Немного предыстории. Не могу сказать, что я мечтал заниматься философией, но от литературы и литературной критики я двигался именно в эту сторону. В чем я был уверен, так это в том, что писателем мне не стать… Настоящий вход в профессию произошел на третьем курсе философского факультета МГУ, когда вместо общеобязательных дисциплин появились философские. Мы стали изучать историю философии в пределах, дозволенных партийной цензурой (Античность, Средневековье, Спиноза, Кант, Гегель). На четвертом курсе наша группа прослушала спецкурс Мераба Мамардашвили по философии экзистенциализма. Для меня это был самый настоящий шок, открытие другой философии, иного способа жить и мыслить. Мне казалось, я получил ответ на вопрос, что значит мыслить свободно, без оглядки на авторитеты! Мыслить «с чистого листа». Все, что говорилось Мамардашвили, казалось доступным и даже понятным, но повторить то, что я слышал, было невозможно. Конечно, каждый крупный философ обладает собственным стилем, т. е. разрабатывает собственный язык, позволяющий ему выразить свои мысли так, как он считает нужным. Но если размышление сосредоточено исключительно в устной речи, то, даже обладая музыкальным слухом, тебе не удержать чужую мысль. Мамардашвили был говорящим философом — не пишущим. Подражать говорению как форме стиля, думаю, возможно. Я совершенно «стихийно» подражал речевой пластике его медитаций, но осмысленно относиться к ней стал много позднее.

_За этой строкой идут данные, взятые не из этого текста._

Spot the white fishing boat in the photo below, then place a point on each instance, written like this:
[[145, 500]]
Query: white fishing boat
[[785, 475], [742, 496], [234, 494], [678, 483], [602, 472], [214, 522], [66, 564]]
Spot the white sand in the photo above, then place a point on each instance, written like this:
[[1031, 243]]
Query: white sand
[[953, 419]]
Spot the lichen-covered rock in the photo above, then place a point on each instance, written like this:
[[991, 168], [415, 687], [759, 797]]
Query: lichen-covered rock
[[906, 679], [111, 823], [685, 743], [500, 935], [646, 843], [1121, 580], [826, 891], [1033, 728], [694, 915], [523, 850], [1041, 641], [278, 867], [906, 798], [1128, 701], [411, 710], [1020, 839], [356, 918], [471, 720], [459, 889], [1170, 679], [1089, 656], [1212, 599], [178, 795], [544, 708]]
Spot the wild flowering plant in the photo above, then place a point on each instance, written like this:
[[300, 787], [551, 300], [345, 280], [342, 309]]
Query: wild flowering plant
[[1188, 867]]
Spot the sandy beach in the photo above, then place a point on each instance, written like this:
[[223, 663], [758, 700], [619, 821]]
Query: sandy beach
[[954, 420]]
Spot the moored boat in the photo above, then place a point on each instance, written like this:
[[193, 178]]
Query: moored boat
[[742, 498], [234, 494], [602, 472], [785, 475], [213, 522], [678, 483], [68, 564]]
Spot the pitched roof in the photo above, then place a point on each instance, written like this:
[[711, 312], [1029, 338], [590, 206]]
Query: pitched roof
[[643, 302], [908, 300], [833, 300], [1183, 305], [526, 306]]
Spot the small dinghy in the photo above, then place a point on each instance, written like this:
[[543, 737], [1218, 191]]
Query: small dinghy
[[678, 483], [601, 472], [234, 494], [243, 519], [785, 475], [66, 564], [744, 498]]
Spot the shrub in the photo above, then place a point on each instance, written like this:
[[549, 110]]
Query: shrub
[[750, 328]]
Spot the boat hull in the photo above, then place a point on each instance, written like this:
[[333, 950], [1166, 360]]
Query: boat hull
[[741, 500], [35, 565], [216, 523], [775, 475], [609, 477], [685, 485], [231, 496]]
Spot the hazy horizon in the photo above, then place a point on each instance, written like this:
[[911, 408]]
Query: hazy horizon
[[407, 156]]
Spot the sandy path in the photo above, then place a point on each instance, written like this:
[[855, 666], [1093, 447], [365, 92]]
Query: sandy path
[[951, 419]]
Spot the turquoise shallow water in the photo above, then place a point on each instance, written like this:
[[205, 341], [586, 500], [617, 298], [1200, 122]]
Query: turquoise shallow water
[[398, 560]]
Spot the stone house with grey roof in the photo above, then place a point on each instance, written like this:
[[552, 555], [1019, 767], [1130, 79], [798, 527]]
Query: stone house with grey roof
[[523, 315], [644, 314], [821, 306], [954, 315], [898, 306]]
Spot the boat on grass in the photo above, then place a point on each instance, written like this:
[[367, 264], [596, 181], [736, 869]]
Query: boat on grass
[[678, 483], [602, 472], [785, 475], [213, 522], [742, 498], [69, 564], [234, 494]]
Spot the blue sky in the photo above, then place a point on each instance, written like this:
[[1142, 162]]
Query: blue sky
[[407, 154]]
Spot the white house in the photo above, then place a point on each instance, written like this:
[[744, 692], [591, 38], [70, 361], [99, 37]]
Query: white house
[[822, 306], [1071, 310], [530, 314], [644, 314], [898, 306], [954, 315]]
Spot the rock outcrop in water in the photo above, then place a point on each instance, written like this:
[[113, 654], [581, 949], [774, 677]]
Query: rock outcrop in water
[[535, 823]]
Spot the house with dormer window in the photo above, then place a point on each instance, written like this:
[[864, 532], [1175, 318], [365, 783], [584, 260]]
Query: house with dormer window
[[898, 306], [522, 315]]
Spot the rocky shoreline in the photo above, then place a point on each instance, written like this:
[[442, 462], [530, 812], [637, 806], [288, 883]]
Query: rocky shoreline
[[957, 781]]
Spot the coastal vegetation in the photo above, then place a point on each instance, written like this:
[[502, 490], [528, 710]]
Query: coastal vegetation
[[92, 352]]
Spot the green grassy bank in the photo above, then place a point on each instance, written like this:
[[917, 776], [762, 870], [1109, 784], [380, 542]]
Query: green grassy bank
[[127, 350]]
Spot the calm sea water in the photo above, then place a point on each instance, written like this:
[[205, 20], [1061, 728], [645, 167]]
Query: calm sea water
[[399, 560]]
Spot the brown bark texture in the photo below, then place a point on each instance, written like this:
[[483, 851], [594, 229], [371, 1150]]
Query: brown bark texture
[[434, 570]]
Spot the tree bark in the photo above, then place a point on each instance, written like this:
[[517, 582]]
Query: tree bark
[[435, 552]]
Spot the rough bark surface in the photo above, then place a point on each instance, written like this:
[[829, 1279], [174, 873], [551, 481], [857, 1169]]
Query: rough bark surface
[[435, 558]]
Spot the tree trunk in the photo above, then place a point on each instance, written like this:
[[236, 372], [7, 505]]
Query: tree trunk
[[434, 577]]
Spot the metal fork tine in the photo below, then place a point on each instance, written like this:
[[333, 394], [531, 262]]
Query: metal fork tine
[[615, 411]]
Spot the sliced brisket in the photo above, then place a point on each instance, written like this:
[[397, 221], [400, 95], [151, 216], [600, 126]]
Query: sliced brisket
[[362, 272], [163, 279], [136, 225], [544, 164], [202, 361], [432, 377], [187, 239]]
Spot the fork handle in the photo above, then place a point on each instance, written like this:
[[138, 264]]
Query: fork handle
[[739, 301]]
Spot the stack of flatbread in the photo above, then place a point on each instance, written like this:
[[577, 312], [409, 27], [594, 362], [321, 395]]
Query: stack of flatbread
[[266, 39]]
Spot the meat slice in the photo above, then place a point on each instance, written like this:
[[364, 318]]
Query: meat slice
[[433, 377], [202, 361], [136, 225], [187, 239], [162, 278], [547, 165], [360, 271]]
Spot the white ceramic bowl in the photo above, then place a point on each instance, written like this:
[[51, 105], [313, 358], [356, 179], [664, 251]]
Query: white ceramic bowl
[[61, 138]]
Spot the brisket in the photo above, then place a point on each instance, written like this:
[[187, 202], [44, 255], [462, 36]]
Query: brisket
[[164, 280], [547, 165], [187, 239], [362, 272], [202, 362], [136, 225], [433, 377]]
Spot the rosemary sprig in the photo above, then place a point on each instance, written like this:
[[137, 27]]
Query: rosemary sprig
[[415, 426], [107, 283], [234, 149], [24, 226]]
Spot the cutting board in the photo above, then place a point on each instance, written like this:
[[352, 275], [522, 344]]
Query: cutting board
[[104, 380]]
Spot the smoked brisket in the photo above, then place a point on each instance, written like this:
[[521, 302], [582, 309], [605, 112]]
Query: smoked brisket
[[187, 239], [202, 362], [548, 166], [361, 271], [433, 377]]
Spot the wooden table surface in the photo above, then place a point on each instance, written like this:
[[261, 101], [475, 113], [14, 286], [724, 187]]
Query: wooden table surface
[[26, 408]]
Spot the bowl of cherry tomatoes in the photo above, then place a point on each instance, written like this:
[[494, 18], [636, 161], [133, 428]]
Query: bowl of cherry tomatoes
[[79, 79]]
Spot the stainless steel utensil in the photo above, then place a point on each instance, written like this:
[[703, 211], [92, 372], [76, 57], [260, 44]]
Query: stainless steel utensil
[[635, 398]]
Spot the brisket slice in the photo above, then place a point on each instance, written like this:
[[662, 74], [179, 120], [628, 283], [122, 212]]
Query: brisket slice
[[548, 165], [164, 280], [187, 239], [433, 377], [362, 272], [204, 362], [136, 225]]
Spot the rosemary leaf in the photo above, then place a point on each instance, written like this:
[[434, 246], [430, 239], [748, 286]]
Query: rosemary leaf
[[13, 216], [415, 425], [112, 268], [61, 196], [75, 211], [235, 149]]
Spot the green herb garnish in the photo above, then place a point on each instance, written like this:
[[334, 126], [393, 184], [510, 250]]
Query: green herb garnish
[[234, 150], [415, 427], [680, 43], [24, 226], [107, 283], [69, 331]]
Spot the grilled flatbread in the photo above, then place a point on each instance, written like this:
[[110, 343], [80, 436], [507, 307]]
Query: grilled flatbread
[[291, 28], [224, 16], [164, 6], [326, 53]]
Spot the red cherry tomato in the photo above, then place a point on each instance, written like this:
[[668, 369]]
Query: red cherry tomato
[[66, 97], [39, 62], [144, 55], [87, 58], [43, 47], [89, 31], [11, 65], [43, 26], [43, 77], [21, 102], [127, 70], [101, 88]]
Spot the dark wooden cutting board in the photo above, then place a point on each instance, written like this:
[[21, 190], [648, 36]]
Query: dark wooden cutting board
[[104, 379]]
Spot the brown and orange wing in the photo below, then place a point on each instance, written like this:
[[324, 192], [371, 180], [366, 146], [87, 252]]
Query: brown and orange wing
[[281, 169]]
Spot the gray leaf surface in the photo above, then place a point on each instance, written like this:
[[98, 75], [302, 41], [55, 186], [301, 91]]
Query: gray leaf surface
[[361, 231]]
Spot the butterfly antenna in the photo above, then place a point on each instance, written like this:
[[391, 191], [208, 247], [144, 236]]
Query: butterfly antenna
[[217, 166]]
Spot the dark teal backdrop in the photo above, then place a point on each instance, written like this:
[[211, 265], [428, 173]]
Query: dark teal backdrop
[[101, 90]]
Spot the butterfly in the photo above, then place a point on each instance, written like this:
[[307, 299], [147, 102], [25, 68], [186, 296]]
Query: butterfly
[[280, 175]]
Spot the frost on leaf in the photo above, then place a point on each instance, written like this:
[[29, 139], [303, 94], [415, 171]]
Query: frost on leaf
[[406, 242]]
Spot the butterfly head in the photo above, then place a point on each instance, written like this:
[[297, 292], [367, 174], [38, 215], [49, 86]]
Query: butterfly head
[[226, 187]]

Особенно значимо было его умение переходить от естественности дружеской беседы к обсуждению интересного мыслительного хода: я бы сказал, что он мыслил «тотчас же», без пауз и предупреждений.

Ж. Деррида называли «французским Хайдеггером», и это было во многом справедливо, но он подражал не хайдеггеровскому стилю, а его работе с языком — манере мыслить. В сущности, подражание философскому тексту сводится к использованию для своих целей иного способа мыслить. Помню, в ходе обсуждения моей статьи о проблеме языка у Т. В. Адорно на редколлегии журнала «Вопросов философии» А. С. Богомолов, известный тогда философ и педагог (МГУ), сказал, что я пишу по-адорновски, но добавил, что в этом нет ничего страшного.

Думаю, что философское Произведение (а не Текст) сопротивляется миметическому освоению и «захвату»; его ценность возрастает в зависимости от того, как в нем развернута идея, какие языковые и понятийные средства для ее выражения понадобились автору.

Интервью опубликовано в журнале "Горький" 27 июня 2018 года.